Location
- Barnfield Avenue Runcorn, Cheshire, WA7 6EP England 53°19′13″N 2°40′19″W﻿ / ﻿53.3204°N 2.6720°W

Information
- Type: Academy
- Motto: Latin: Lucere Aude, lit. 'Dare to Shine'
- Trust: Ormiston Academies Trust
- Department for Education URN: 136185 Tables
- Ofsted: Reports
- Principal: Kathryn Evans
- Gender: Coeducational
- Age: 11 to 19
- Enrolment: 1011 as of January 2024^{[update]}
- Capacity: 1250
- Website: ormistonbolingbrokeacademy.co.uk

= Ormiston Bolingbroke Academy =

Ormiston Bolingbroke Academy is a coeducational secondary school and sixth form with academy status in Runcorn, Cheshire.

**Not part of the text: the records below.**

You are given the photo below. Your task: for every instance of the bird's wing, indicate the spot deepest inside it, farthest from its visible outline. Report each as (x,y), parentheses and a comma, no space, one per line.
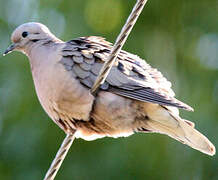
(130,76)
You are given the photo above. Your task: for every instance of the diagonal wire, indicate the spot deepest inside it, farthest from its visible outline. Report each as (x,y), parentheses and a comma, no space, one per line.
(121,39)
(59,158)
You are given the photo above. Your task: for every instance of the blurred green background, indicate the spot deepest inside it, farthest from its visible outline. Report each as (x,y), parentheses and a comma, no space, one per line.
(180,38)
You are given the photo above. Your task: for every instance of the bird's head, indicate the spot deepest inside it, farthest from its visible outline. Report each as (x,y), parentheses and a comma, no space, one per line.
(27,34)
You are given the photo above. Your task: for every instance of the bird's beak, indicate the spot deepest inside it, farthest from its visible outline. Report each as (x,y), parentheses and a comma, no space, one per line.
(10,49)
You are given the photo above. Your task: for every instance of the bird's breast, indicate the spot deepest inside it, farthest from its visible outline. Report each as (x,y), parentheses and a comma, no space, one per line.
(60,94)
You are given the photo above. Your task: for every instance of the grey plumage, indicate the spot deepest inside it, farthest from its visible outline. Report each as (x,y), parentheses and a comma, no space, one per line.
(145,83)
(134,98)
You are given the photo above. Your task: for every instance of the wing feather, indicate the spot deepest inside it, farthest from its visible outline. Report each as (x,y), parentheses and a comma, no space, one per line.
(130,76)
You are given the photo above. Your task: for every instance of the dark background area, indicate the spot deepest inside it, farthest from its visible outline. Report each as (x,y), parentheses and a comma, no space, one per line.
(180,38)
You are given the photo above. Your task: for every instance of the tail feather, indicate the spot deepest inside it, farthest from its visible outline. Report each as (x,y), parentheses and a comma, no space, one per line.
(183,131)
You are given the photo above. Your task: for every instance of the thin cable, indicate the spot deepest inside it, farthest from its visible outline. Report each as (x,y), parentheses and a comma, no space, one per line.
(121,39)
(59,158)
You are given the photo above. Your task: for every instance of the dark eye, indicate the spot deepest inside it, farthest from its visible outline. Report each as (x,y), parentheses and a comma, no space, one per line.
(24,34)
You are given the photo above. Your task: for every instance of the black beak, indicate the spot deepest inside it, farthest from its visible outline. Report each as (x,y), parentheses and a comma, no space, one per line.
(9,49)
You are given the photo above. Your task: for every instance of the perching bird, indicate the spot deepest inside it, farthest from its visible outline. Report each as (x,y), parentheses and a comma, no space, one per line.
(134,98)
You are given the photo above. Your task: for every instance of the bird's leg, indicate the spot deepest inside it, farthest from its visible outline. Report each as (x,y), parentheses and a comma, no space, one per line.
(59,158)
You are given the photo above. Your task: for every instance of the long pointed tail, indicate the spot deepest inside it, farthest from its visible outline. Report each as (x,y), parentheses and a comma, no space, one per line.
(181,130)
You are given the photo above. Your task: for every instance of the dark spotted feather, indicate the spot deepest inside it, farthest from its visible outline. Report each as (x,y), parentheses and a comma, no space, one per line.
(130,76)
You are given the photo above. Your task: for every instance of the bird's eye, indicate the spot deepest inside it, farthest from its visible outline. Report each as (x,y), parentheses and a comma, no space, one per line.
(24,34)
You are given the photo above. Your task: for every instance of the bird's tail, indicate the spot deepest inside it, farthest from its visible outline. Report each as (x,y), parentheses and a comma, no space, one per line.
(183,131)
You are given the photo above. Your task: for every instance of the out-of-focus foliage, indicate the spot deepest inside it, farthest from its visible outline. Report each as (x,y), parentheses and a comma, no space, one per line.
(180,38)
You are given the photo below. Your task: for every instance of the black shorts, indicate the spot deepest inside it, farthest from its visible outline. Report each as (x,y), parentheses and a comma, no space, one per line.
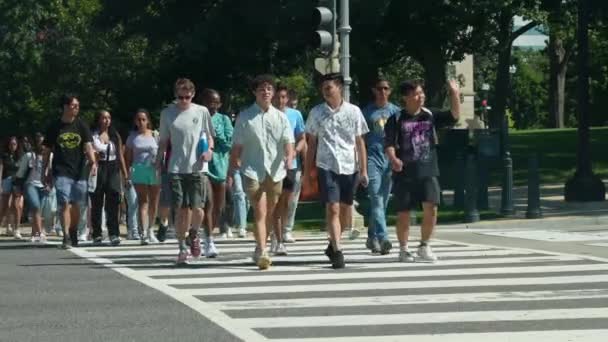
(335,188)
(289,182)
(409,193)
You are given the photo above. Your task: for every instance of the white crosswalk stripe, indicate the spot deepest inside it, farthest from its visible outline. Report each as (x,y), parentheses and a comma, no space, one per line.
(473,293)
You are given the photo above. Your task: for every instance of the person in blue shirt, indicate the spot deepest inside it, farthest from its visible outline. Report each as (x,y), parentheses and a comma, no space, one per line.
(377,114)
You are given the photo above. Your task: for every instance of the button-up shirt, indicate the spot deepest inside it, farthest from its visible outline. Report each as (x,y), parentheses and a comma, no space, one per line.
(336,132)
(263,136)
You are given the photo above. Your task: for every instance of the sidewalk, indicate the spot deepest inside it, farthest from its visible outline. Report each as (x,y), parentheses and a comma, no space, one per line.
(555,210)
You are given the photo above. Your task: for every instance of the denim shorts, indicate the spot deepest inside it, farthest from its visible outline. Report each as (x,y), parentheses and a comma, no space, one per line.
(70,191)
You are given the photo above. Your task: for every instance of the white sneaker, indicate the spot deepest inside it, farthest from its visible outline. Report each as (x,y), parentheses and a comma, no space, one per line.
(406,256)
(280,249)
(210,250)
(425,253)
(288,237)
(274,244)
(151,237)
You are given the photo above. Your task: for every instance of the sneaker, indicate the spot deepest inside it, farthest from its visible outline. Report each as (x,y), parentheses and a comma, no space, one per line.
(425,253)
(274,244)
(281,249)
(210,250)
(264,261)
(151,237)
(195,246)
(114,240)
(97,241)
(65,244)
(288,237)
(73,237)
(161,233)
(83,237)
(133,235)
(337,260)
(373,245)
(182,258)
(406,256)
(385,247)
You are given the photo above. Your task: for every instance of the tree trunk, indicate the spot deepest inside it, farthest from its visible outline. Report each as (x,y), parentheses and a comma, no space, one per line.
(502,87)
(557,81)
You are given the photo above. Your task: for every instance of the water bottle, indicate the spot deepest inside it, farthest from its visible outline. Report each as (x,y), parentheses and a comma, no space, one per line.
(203,145)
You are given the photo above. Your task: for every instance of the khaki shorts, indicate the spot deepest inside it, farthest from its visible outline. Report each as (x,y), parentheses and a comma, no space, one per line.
(255,189)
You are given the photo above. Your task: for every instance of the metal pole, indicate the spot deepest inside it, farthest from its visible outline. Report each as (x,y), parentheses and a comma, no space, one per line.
(345,30)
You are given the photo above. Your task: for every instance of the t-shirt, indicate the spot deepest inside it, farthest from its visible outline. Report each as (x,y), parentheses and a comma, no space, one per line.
(415,138)
(376,119)
(67,140)
(9,165)
(184,129)
(144,148)
(296,121)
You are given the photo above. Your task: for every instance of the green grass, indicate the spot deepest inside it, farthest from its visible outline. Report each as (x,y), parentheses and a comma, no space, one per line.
(557,161)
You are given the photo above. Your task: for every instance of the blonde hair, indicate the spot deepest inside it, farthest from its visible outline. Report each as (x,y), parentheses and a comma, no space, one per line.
(184,84)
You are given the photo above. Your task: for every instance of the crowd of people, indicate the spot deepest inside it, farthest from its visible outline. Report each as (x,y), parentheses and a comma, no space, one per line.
(200,169)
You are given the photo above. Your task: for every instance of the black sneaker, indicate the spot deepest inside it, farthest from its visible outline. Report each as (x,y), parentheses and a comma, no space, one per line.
(329,251)
(161,234)
(74,237)
(373,245)
(66,243)
(385,247)
(337,260)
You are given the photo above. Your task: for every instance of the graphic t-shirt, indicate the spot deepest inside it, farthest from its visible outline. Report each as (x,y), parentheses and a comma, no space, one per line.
(67,141)
(414,138)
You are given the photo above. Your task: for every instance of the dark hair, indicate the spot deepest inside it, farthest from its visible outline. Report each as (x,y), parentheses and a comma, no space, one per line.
(112,132)
(334,76)
(261,79)
(66,99)
(282,87)
(409,86)
(292,94)
(148,116)
(207,93)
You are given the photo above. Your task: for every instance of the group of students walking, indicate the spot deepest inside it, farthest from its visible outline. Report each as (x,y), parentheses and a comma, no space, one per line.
(198,156)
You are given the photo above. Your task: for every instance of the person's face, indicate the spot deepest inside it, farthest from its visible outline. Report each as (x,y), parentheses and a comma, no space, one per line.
(141,121)
(281,99)
(214,103)
(184,98)
(331,90)
(72,108)
(12,145)
(105,119)
(264,93)
(414,99)
(382,91)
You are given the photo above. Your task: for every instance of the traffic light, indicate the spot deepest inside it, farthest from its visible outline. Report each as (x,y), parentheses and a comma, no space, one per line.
(324,17)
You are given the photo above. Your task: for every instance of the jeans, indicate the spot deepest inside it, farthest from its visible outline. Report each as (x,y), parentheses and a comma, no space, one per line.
(379,189)
(293,203)
(239,200)
(132,208)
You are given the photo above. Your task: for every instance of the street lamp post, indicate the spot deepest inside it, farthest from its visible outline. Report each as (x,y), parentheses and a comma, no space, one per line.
(506,203)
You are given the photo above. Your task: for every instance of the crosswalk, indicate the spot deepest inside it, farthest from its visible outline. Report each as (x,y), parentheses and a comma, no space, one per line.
(474,292)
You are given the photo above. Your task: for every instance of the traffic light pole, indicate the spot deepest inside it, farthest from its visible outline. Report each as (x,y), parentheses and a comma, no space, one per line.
(345,30)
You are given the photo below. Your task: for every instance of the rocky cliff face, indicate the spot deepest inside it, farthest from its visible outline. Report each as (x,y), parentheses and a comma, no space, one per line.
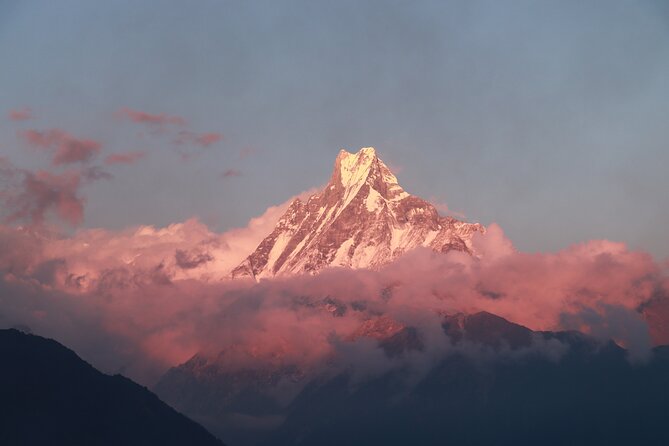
(362,219)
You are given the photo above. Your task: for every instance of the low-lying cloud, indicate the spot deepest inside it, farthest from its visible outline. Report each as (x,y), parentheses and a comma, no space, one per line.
(144,299)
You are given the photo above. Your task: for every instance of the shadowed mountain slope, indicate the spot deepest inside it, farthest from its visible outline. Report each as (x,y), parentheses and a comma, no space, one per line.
(50,396)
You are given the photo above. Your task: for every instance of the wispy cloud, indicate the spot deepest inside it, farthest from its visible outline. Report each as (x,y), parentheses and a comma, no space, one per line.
(65,148)
(23,114)
(125,158)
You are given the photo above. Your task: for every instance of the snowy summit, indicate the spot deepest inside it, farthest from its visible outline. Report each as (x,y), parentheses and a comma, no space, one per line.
(362,219)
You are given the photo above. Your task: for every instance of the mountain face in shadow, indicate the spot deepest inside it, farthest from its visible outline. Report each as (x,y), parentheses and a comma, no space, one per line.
(50,396)
(499,384)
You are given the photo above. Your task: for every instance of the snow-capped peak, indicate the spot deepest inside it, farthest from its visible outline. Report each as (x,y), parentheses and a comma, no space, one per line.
(362,219)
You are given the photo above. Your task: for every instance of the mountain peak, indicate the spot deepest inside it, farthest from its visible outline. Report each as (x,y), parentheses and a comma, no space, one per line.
(362,219)
(354,170)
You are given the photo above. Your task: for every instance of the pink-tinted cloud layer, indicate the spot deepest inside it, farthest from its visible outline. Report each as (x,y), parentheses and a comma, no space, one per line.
(23,114)
(64,147)
(147,298)
(124,158)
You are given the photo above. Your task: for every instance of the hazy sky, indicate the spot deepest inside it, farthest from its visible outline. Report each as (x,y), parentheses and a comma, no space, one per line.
(549,118)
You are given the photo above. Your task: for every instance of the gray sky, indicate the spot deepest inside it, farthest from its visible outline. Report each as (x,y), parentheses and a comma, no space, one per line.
(549,118)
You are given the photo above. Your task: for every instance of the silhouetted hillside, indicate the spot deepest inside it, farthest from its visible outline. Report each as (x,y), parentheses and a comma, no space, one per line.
(50,396)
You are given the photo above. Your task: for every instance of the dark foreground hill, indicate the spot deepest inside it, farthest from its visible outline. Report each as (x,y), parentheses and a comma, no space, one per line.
(500,384)
(50,396)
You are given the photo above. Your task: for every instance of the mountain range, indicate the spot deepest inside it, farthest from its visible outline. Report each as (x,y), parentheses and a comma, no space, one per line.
(50,396)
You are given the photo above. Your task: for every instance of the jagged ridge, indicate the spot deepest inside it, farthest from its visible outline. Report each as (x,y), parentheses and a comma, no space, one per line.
(362,219)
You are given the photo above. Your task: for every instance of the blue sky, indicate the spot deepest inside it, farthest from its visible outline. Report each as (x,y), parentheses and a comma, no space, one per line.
(549,118)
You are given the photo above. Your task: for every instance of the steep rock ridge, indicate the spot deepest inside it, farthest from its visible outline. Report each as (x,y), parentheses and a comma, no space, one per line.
(362,219)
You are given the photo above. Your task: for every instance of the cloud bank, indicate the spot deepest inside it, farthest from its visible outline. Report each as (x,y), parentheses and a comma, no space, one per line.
(144,299)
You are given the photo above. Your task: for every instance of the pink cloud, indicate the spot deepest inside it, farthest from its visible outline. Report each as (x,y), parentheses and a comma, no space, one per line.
(160,295)
(42,192)
(21,115)
(202,140)
(66,148)
(230,173)
(141,117)
(124,158)
(246,152)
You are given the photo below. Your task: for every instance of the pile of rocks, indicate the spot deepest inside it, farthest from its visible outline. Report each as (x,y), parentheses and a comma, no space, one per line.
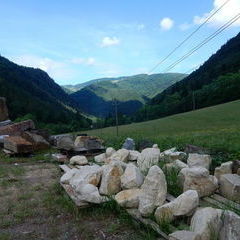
(20,137)
(137,183)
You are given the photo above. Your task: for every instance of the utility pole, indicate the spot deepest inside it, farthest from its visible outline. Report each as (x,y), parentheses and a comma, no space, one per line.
(194,101)
(115,103)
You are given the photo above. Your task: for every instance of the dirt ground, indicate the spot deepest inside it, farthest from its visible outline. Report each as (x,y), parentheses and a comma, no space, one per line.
(34,206)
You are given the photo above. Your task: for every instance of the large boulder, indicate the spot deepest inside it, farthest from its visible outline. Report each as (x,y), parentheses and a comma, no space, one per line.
(129,144)
(230,186)
(120,155)
(100,158)
(133,155)
(86,174)
(128,198)
(89,193)
(132,177)
(3,109)
(66,177)
(199,160)
(225,168)
(78,160)
(111,179)
(231,226)
(110,151)
(184,204)
(65,142)
(207,222)
(17,144)
(153,191)
(148,158)
(198,179)
(184,235)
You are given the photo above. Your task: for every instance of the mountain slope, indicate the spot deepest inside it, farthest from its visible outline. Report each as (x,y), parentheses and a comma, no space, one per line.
(217,77)
(131,93)
(30,90)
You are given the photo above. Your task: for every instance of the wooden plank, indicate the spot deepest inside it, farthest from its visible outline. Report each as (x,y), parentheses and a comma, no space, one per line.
(226,201)
(147,222)
(64,167)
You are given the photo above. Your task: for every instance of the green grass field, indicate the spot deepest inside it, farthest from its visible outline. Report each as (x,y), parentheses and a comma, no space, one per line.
(216,128)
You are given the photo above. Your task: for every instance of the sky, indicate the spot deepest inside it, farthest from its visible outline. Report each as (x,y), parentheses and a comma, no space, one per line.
(77,40)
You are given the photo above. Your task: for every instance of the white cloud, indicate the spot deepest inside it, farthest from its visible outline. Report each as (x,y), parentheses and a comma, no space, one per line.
(225,14)
(185,26)
(86,61)
(166,23)
(140,27)
(56,69)
(110,41)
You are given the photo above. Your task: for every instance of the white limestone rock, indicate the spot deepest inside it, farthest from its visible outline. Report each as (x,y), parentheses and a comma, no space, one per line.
(128,198)
(184,204)
(199,160)
(79,160)
(148,158)
(110,151)
(132,177)
(66,177)
(111,179)
(100,158)
(86,174)
(230,186)
(120,155)
(89,193)
(153,191)
(206,222)
(225,168)
(133,155)
(198,179)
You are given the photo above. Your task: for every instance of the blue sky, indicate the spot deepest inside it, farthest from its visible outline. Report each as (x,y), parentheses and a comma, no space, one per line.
(75,41)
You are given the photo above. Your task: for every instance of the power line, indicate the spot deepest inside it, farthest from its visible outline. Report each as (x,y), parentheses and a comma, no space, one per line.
(188,37)
(205,41)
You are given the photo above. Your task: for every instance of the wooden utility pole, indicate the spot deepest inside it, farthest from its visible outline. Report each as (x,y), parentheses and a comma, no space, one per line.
(194,100)
(115,103)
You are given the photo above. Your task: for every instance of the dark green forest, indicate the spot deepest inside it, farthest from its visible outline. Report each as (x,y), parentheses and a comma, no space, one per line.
(216,81)
(31,93)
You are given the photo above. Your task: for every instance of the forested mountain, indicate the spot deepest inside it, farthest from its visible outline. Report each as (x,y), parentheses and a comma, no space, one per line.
(216,81)
(32,91)
(130,92)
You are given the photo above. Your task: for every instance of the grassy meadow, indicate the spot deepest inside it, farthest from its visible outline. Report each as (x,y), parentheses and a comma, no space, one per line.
(216,128)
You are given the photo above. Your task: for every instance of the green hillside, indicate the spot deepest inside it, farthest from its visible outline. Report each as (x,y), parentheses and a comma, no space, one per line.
(216,128)
(131,92)
(31,93)
(215,82)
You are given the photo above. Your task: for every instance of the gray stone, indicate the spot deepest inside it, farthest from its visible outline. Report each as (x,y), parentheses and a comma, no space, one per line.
(231,226)
(199,160)
(128,198)
(132,177)
(129,144)
(79,160)
(184,204)
(111,179)
(225,168)
(198,179)
(230,186)
(184,235)
(148,158)
(154,191)
(206,222)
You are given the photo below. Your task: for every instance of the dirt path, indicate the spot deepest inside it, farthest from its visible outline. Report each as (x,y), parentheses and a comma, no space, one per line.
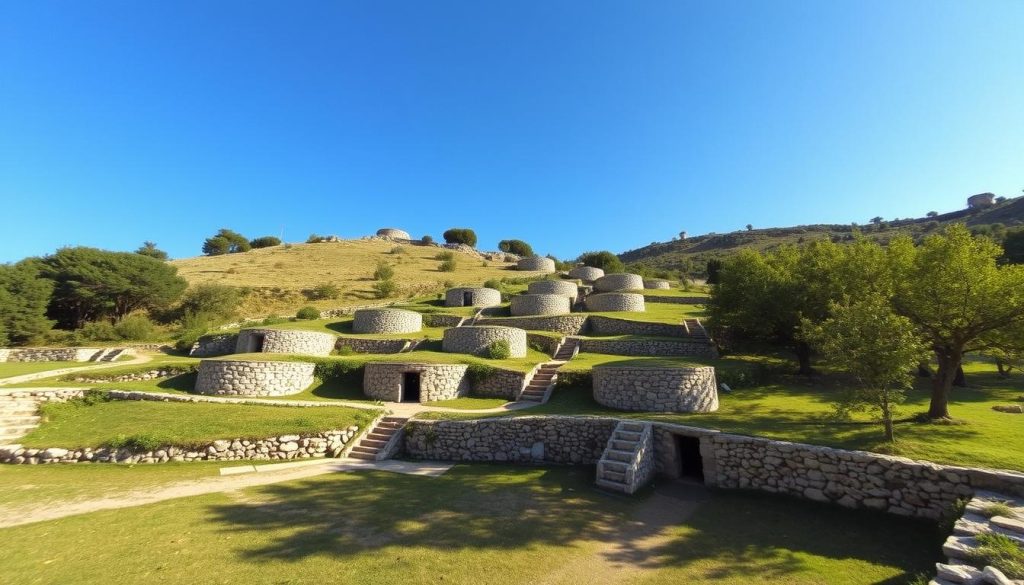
(621,553)
(16,515)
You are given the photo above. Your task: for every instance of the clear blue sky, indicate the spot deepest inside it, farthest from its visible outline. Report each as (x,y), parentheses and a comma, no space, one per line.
(572,125)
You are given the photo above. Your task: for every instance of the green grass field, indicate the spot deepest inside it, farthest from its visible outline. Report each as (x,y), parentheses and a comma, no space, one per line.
(479,524)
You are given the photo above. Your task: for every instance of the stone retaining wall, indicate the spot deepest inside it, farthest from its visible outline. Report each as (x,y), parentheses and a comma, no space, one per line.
(476,340)
(386,321)
(229,377)
(656,389)
(330,443)
(615,301)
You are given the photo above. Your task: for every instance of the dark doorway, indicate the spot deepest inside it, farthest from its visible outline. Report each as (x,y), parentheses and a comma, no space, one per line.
(411,387)
(690,462)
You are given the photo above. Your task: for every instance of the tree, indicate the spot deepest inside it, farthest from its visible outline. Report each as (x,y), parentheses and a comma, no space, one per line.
(91,284)
(517,247)
(879,347)
(150,249)
(952,290)
(24,298)
(461,236)
(602,259)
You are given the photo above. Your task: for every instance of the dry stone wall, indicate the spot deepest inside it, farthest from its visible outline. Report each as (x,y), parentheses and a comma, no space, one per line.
(656,389)
(230,377)
(476,340)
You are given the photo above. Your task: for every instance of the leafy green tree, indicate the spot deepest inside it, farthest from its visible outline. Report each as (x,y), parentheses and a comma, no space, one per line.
(151,249)
(24,298)
(879,347)
(602,259)
(91,284)
(951,288)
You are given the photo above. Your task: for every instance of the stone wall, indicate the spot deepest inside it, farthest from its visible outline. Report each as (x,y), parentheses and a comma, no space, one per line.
(386,321)
(567,288)
(330,443)
(614,301)
(539,263)
(229,377)
(619,282)
(477,297)
(655,389)
(285,341)
(650,347)
(476,340)
(540,304)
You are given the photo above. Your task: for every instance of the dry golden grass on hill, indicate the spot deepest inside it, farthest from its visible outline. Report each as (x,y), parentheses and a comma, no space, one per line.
(278,276)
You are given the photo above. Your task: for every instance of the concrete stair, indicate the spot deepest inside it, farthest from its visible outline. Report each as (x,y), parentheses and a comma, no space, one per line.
(373,446)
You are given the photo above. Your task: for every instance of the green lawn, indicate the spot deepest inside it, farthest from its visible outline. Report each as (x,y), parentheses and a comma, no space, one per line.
(479,524)
(75,424)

The school is named after Henry Bolingbroke, who became King Henry IV of England. The school is sponsored by the Ormiston Academies Trust.

==History==
There was a fire on Tuesday 11 October 1983, in the early morning, at the Brookvale school. 100 firemen, 15 fire engines, from as far as Crewe and Nantwich, attended. It took three and a half hours to put out the fire. It destroyed 20 classrooms including science labs, and cost £2m.

===Formation===
Brookvale Comprehensive School merged with Norton Priory School and was renamed Halton High School. Halton was converted to academy status in September 2010 and was renamed Ormiston Bolingbroke Academy. Though it is no longer a community school directly administered by Halton Borough Council, Ormiston Bolingbroke Academy continues to coordinate with Halton Borough Council for admissions.

In 2017, the school caused controversy when it banned a student, who had been undergoing cancer treatment, from attending prom due to her lack of school attendance.